Besides the sheer humanity of the name written on the page, she had been struck by the absolute beauty of the script. In its regularity, it was nearly as perfect as the mechanically printed text on the cover. But in the tall vertical stroke of the D, it was possible to see where the nib had splayed, drawing ink unevenly.

Years ago, she'd happened upon a resplendent Caravaggio portrait of a man in a red cap. It was in a dark corner of a museum, and she'd been captivated by the beauty of the sitter. She had found herself leaning in towards the painting, willing the man to tilt his head in her direction, to bestow his depths upon her. When she had finally left the painting, she did so with dismay, feeling as though she was leaving behind a particularly beautiful prospect, sighted from across a room. 

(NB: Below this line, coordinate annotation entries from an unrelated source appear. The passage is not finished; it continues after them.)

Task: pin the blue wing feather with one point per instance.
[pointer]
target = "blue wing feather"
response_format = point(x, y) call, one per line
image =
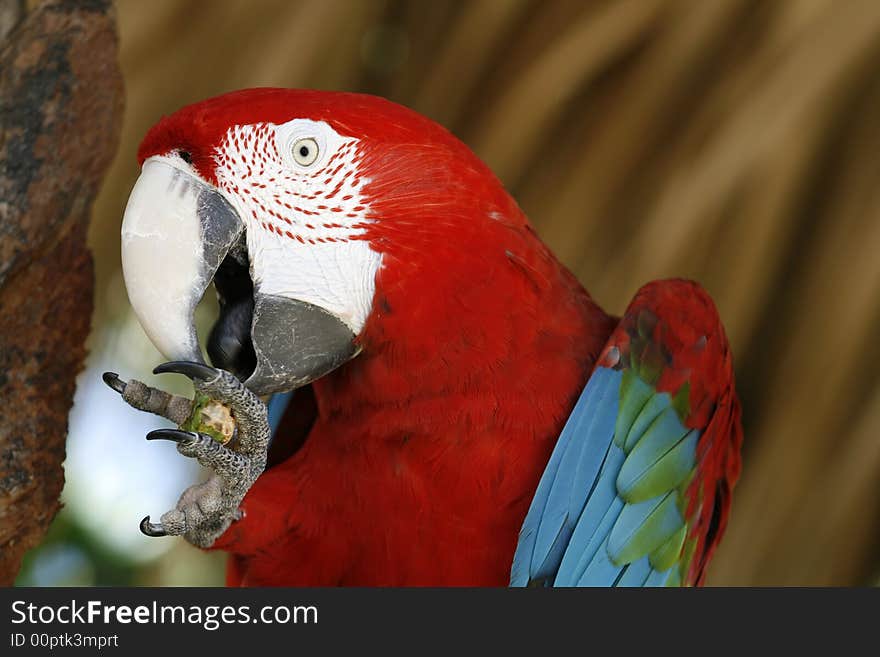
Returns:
point(603, 510)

The signature on the book had left her with this same sense of lingering pleasure. The grace of its curves, the uniformity of its lines, belied a slight wrist and long, elegant fingers. Just like Caravaggio's sitter, this imagined signer had his basis in truth. There was a Fernand who had really lived to ink his name. 

And yet the Fernand that she encountered, as with the man in the painting, was someone else entirely. He was someone of her own invention, a product of the intervening years, which had erased fact and proffered figment instead. 

But, so we are told, that is history. Neither truth nor fiction, but a cumulative record, imagined as much as it is lived.